Andrew Cuomos beratende Tätigkeit für die Krypto-Börse OKX während einer bundesstaatlichen Untersuchung, die zu einem Vergleich in Höhe von 505 Millionen US-Dollar wegen Verstößen gegen Geldwäschevorschriften führte, ist zu einem zentralen Thema seiner Bürgermeisterkampagne 2025 in New York City geworden. Besonders kritisiert werden Cuomos Rolle und seine Empfehlung von Linda Lacewell als Chief Legal Officer von OKX. Nach seinem erfolglosen Bürgermeisterwahlkampf wurde Cuomo als Co-Vorsitzender eines neuen 50:50 Joint Ventures zwischen OKX und der Intercontinental Exchange (ICE), dem Eigentümer der New York Stock Exchange, vorgestellt. Das Vorhaben zielt darauf ab, Infrastruktur für tokenisierte und digital-native Finanzprodukte zu entwickeln. So könnten die 120 Millionen Nutzer von OKX – vorbehaltlich behördlicher Genehmigung – Zugang zu ICE-Futures und NYSE-tokenisierten Aktien erhalten.

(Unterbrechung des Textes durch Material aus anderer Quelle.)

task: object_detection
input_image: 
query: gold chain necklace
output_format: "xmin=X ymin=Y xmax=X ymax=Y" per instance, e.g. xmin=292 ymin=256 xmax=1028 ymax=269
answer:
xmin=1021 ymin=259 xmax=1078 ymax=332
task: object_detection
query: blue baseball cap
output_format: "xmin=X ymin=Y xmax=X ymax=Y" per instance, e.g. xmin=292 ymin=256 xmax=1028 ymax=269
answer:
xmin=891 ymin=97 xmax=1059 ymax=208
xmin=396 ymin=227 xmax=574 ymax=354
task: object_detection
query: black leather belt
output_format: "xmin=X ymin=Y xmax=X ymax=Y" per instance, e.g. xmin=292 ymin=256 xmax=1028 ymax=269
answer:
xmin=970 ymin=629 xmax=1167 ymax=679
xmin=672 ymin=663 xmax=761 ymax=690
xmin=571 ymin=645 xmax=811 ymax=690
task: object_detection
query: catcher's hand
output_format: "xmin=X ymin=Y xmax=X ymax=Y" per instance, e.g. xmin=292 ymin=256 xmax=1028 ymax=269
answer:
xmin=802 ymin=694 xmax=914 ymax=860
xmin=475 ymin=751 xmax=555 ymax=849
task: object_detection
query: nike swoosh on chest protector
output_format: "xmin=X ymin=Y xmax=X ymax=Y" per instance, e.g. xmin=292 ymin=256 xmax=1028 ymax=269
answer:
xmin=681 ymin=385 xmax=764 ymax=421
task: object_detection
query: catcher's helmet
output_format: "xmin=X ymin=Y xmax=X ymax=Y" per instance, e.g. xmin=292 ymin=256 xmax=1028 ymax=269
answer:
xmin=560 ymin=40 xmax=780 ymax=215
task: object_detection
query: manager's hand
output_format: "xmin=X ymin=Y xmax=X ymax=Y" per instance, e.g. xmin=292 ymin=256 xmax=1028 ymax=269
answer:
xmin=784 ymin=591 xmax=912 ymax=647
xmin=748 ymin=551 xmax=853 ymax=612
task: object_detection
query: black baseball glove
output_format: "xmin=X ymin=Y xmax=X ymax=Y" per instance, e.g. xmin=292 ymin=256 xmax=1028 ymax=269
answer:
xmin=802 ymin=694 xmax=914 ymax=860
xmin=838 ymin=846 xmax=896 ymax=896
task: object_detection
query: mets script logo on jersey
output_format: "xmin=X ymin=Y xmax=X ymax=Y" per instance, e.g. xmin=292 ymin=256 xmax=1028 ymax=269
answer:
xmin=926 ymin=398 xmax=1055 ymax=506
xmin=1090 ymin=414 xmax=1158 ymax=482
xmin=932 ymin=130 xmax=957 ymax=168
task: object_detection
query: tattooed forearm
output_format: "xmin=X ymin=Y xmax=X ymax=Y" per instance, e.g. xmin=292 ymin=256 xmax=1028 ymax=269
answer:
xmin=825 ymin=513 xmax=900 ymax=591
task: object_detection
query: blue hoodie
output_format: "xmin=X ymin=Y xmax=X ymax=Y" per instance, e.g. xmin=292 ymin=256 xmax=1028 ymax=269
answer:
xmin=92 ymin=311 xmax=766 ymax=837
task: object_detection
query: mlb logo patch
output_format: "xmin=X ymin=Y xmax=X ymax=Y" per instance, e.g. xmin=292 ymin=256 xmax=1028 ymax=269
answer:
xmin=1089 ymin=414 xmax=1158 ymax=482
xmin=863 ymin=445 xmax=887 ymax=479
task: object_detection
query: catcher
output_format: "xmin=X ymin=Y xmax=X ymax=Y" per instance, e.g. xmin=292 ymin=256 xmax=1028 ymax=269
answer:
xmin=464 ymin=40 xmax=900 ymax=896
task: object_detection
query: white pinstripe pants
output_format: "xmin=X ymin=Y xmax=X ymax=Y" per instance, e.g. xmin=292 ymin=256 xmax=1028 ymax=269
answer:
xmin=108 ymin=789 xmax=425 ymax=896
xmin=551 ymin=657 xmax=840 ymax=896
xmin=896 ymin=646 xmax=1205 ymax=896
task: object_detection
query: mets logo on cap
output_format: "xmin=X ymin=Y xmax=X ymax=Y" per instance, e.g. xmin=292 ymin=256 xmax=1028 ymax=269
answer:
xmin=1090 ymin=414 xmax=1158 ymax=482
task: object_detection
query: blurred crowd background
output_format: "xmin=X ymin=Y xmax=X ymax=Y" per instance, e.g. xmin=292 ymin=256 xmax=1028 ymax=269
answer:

Das Projekt wird als in den USA registrierter Broker-Dealer und Futures Commission Merchant betrieben, mit Cuomo und ICEs Trabue Bland als Co-Vorsitzenden. Die Partnerschaft folgt auf ICEs strategische Investition in OKX und erweitert deren Engagement im Bereich digitale Assets.